Global trade talks have topped the agenda on the first day of a summit of Asia-Pacific heads of state in the Vietnamese capital, Hanoi. Leaders of the Asia Pacific Economic Forum say “major players” in the group are ready to commit to deeper cuts in what they call “trade distorting farm support”. The statement, which gave no details, said the leadersvowed to cut industrial tariffs and remain “personally invovled” to ensure there’s enough flexibility for a breakthrough.
The US President George W Bush has been trying to drum up support for a free trade zone encompassing the 21 APEC members, but he was rebuffed in his bid to make the proposal a key part of this weekend’s summit. Instead, the possibility of resuming the Doha round of trade talks was overshadowed by diplomacy over North Korea.

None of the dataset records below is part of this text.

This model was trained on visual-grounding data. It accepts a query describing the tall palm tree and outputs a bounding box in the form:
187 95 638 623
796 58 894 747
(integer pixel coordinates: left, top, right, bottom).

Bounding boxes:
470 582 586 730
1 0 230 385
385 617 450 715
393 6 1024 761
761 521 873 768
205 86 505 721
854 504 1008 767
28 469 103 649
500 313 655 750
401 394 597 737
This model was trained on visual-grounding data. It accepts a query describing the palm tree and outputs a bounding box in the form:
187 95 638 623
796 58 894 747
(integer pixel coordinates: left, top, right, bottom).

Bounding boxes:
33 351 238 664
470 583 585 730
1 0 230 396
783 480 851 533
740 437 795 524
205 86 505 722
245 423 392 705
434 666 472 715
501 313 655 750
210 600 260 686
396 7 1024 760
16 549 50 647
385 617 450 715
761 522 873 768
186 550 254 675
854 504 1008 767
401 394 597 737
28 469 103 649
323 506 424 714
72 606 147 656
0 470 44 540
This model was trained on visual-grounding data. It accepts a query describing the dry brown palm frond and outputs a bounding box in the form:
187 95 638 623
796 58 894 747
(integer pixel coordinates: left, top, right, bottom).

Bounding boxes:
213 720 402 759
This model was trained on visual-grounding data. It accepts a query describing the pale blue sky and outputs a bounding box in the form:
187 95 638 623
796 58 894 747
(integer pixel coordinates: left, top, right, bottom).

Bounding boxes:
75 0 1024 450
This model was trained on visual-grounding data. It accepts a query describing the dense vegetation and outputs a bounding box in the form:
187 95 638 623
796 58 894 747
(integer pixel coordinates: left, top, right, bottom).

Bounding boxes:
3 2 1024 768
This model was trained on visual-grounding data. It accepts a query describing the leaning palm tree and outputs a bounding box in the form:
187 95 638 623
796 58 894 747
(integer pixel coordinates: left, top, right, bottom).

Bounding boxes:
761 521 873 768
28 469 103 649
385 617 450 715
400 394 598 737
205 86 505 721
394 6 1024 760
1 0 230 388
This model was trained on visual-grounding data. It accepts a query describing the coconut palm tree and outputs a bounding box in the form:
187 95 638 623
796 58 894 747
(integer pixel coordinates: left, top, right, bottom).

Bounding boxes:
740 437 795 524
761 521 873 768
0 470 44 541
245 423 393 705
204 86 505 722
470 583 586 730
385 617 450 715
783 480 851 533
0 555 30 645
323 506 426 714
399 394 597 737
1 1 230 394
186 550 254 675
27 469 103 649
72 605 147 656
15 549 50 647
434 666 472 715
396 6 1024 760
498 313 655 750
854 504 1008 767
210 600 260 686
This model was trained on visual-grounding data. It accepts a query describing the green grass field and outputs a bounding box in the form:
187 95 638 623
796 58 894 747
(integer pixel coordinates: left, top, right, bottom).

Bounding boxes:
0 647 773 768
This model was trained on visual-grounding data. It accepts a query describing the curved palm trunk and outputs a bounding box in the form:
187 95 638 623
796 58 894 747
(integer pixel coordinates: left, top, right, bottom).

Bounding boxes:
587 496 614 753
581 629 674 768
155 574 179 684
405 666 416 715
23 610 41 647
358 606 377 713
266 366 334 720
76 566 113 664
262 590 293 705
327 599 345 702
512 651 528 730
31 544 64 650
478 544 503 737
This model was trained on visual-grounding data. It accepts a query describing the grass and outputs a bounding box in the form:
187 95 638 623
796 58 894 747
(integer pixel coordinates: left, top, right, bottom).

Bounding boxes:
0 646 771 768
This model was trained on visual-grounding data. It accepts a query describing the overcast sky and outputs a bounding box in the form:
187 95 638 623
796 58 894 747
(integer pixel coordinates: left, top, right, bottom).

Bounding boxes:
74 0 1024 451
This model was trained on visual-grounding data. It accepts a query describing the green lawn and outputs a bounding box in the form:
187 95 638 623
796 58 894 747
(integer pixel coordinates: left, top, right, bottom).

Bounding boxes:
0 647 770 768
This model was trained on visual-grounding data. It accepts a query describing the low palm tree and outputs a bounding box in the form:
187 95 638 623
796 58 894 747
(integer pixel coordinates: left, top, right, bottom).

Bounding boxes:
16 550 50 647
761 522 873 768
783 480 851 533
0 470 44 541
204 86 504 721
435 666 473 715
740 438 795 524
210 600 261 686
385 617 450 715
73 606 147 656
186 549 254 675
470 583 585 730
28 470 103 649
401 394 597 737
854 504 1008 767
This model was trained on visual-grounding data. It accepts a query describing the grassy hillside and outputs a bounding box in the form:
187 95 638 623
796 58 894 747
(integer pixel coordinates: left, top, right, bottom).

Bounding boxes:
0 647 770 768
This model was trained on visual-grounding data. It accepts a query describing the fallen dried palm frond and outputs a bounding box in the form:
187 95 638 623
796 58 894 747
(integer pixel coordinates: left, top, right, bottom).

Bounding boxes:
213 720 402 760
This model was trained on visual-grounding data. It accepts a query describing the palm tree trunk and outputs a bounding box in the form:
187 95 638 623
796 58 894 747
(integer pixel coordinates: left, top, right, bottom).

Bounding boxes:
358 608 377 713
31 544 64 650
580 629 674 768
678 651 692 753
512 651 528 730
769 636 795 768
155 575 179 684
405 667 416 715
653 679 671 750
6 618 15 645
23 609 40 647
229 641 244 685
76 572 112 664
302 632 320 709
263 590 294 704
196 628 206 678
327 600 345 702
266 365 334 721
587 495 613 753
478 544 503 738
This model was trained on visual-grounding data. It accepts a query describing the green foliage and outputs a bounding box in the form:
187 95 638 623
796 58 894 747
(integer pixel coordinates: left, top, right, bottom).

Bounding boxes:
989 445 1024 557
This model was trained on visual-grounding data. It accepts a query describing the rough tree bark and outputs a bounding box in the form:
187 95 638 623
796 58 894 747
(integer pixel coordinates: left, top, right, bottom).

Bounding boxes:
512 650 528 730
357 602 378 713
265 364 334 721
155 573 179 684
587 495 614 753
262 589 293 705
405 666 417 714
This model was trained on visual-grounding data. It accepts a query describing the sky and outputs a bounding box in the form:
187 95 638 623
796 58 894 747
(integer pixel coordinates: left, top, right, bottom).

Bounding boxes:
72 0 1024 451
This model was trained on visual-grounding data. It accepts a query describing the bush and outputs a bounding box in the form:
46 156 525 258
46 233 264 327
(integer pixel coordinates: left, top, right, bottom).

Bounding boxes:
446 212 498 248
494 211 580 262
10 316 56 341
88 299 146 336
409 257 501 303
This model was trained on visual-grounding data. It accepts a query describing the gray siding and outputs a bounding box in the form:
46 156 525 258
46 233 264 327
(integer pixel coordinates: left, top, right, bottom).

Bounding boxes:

Bush met South Korean and Japanese leaders to try and persuade them to back sanctions against Pyongyang and a US plan to intercept North korean ships carrying suspicious cargo. But Russia and China expressed their reluctance to follow a tough line.
All the countries involved in six-party talks to end North Korea’s nuclear programmes are in Hanoi except for the North itself.
Washington wants to reach a consensus over how to deal with North Korea so that it can present a united front at the next round talks on its nuclear weapons programme, which are expected to take place next month.